DAVAO CITY –– National Democratic Front (NDF) chief negotiator Fidel Agcaoili said they appreciate the recent effort of the government to jumpstart the stalled peace talks with the communist rebels.
“We welcome the announcement of the desire of the GRP (Government of the Republic of the Philippines) to resume the talks and that we shall await the arrival of Secretary Bello to listen to their offer,” Agcaoili told the Inquirer.
President Duterte on Thursday evening divulged that he was sending Labor Secretary Silvestre Bello III to The Netherlands to propose the resumption of the stalled peace talks.
The exploratory meeting, sources said, was supposed to be confidential until Duterte made it public on Thursday.
It is, however, still confidential what the government is proposing for the negotiations.
Duterte described his order to Bello to meet with the NDF as his “last card” in achieving peace because his “time is running out.”
Bello used to be the chairman of the government’s peace panel in talks with the NDF until it was dissolved by Duterte in March this year.
The Bello panel was composed of Hernani Braganza and lawyers Rene Sarmiento, Antonio Arellano, and Angela Librado, all of whom are familiar and have a working knowledge of the issues encompassed in the peace negotiations.
Before the termination of talks, both Parties were able to agree on crucial points in four productive rounds of talks.
The gains, Agcaoili earlier said, include tentative agreements on the specific sections of the Comprehensive Agreement on Socio-Economic Reforms.
These sections, which are considered the heart of the peace negotiations, cover agrarian reform, rural development, and economic development.
A backchannel meeting between the two Parties in June last year produced drafts on a Stand Down Agreement and the Guidelines and Procedures Towards an Interim Peace Agreement.

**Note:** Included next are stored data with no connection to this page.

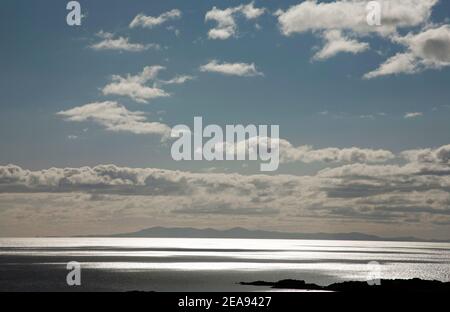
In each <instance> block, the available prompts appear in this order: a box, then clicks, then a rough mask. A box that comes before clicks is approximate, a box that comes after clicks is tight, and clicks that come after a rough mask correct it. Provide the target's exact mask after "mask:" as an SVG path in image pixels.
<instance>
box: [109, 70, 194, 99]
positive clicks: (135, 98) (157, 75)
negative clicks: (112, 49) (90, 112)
mask: <svg viewBox="0 0 450 312" xmlns="http://www.w3.org/2000/svg"><path fill="white" fill-rule="evenodd" d="M164 69H165V67H163V66H158V65H157V66H146V67H144V69H143V70H142V72H141V73H139V74H137V75H134V76H133V75H130V74H128V75H127V76H125V77H122V76H119V75H113V76H112V82H111V83H109V84H107V85H106V86H105V87H104V88H103V89H102V93H103V94H104V95H119V96H127V97H130V98H132V99H133V100H134V101H136V102H138V103H148V102H149V101H150V100H152V99H156V98H160V97H168V96H170V94H169V93H168V92H166V91H165V90H163V89H161V87H160V86H158V85H161V84H182V83H185V82H187V81H189V80H192V79H193V77H191V76H188V75H178V76H176V77H175V78H173V79H170V80H167V81H164V80H159V79H158V78H157V77H158V74H159V72H160V71H162V70H164ZM150 82H153V85H152V86H149V85H148V84H149V83H150Z"/></svg>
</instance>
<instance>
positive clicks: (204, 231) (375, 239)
mask: <svg viewBox="0 0 450 312" xmlns="http://www.w3.org/2000/svg"><path fill="white" fill-rule="evenodd" d="M83 236H85V237H148V238H151V237H154V238H156V237H157V238H180V237H183V238H248V239H317V240H356V241H397V242H450V240H447V241H446V240H432V239H421V238H417V237H412V236H405V237H379V236H376V235H370V234H364V233H359V232H350V233H289V232H276V231H262V230H249V229H245V228H241V227H235V228H232V229H227V230H217V229H212V228H205V229H196V228H190V227H180V228H166V227H151V228H147V229H143V230H140V231H137V232H130V233H120V234H111V235H83Z"/></svg>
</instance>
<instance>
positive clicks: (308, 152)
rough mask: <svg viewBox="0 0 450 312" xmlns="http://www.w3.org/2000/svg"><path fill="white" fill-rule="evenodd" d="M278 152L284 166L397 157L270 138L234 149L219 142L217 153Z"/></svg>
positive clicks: (239, 142) (260, 139)
mask: <svg viewBox="0 0 450 312" xmlns="http://www.w3.org/2000/svg"><path fill="white" fill-rule="evenodd" d="M269 145H270V148H271V149H272V150H274V149H275V148H276V147H277V146H278V148H279V155H280V161H281V163H294V162H299V163H300V162H301V163H314V162H325V163H384V162H388V161H390V160H393V159H394V158H395V155H394V154H393V153H392V152H391V151H388V150H383V149H364V148H358V147H350V148H334V147H327V148H322V149H314V148H313V147H312V146H309V145H302V146H298V147H295V146H293V145H292V144H291V143H290V142H289V141H287V140H285V139H271V138H266V137H259V136H255V137H251V138H248V139H245V140H243V141H239V142H236V143H235V145H234V147H233V146H232V143H230V142H226V141H224V142H219V143H217V144H216V145H215V150H216V151H220V152H224V151H225V152H229V151H231V152H232V153H234V156H235V155H237V154H239V153H240V154H242V155H246V154H248V153H254V155H257V153H258V149H260V148H261V147H263V150H268V148H267V146H269Z"/></svg>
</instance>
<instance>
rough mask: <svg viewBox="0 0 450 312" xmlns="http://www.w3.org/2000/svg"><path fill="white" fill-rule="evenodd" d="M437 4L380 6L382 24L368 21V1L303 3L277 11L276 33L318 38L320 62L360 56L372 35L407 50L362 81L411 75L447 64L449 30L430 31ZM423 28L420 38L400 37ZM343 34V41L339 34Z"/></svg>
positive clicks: (392, 4)
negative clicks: (373, 23) (346, 55)
mask: <svg viewBox="0 0 450 312" xmlns="http://www.w3.org/2000/svg"><path fill="white" fill-rule="evenodd" d="M437 3H438V0H401V1H381V2H380V4H381V25H379V26H370V25H369V24H368V22H367V15H368V11H367V8H366V5H367V2H365V1H360V0H346V1H331V2H323V1H320V2H319V1H317V0H309V1H303V2H301V3H300V4H297V5H293V6H291V7H290V8H288V9H287V10H278V11H277V12H276V14H275V15H277V17H278V23H279V28H280V31H281V33H282V34H283V35H285V36H291V35H294V34H298V33H305V32H312V33H313V34H315V35H317V36H322V37H323V39H324V42H325V44H324V46H323V47H322V48H321V50H320V51H319V52H317V53H316V55H314V57H313V59H316V60H323V59H327V58H330V57H332V56H334V55H336V54H338V53H339V52H349V53H354V54H356V53H361V52H363V51H366V50H368V49H369V46H368V44H367V43H364V42H360V40H358V39H359V38H362V37H367V36H370V35H372V34H375V35H378V36H381V37H383V38H384V39H388V40H391V41H393V42H395V43H398V44H402V45H404V46H405V47H406V51H404V52H400V53H397V54H396V55H394V56H391V57H390V58H388V59H387V60H386V61H385V62H383V63H382V64H381V65H380V66H379V67H378V68H377V69H375V70H373V71H371V72H369V73H366V74H365V75H364V78H365V79H371V78H375V77H379V76H385V75H392V74H400V73H403V74H413V73H417V72H420V71H423V70H425V69H439V68H442V67H444V66H448V65H449V64H450V61H449V59H450V52H449V51H450V40H449V28H448V25H445V26H441V27H437V28H434V29H433V28H430V26H428V25H431V23H430V16H431V13H432V9H433V8H434V7H435V6H436V4H437ZM419 26H420V27H422V28H423V30H422V31H421V32H419V33H418V34H409V35H407V36H405V37H401V36H400V35H399V30H404V29H408V28H413V27H419ZM343 34H345V36H344V35H343Z"/></svg>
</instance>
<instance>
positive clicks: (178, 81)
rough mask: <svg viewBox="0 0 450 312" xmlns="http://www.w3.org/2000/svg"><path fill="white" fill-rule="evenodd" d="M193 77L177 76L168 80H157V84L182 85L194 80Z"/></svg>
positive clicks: (189, 75)
mask: <svg viewBox="0 0 450 312" xmlns="http://www.w3.org/2000/svg"><path fill="white" fill-rule="evenodd" d="M194 79H195V77H194V76H191V75H178V76H175V77H174V78H172V79H169V80H159V81H158V82H159V83H161V84H183V83H185V82H188V81H191V80H194Z"/></svg>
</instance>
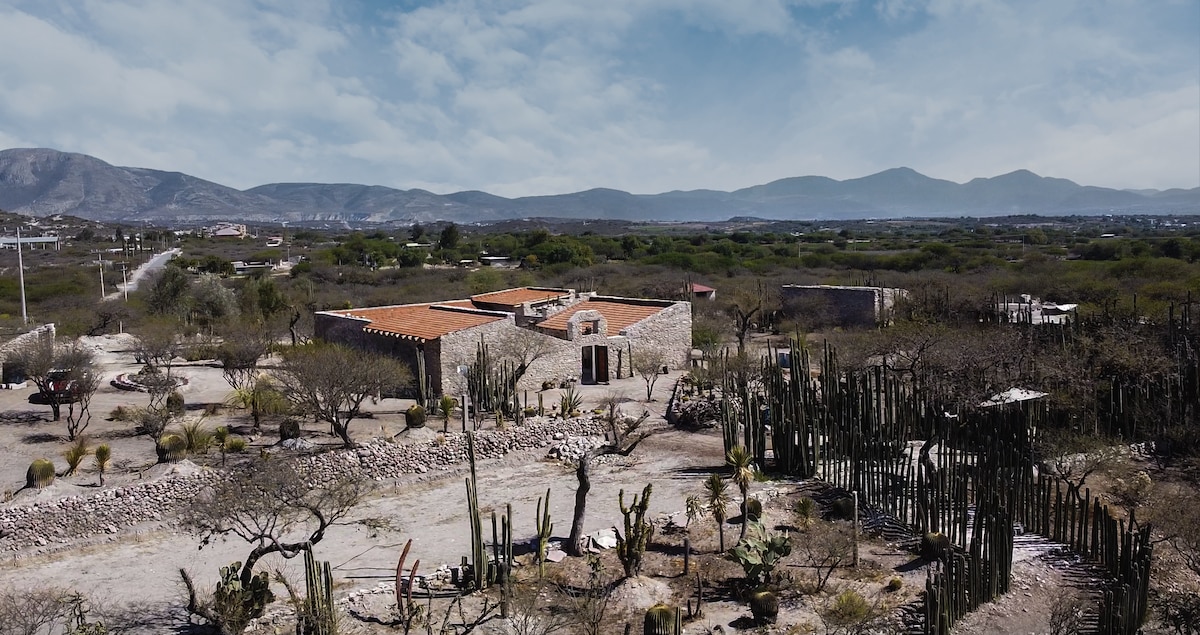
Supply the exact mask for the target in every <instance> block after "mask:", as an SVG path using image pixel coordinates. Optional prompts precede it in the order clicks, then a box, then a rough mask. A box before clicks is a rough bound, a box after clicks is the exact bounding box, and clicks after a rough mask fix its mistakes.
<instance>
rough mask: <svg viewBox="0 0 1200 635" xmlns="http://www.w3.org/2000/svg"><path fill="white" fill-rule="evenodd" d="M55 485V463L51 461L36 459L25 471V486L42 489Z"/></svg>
mask: <svg viewBox="0 0 1200 635" xmlns="http://www.w3.org/2000/svg"><path fill="white" fill-rule="evenodd" d="M52 483H54V463H53V462H52V461H50V460H49V459H35V460H34V462H32V463H29V469H26V471H25V486H26V487H35V489H41V487H46V486H47V485H49V484H52Z"/></svg>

But these were all scrapped after the government team returned to the country.
After Duterte pushed for localized peace talks, which the NDF opposed, explaining that the substantive agenda covered by the negotiations are beyond the limits of local governments.
The substantive agenda, as agreed in the 1992 The Hague Joint Declaration, include human rights, socio-economic reforms, political and constitutional reforms, and end of hostilities and disposition of forces.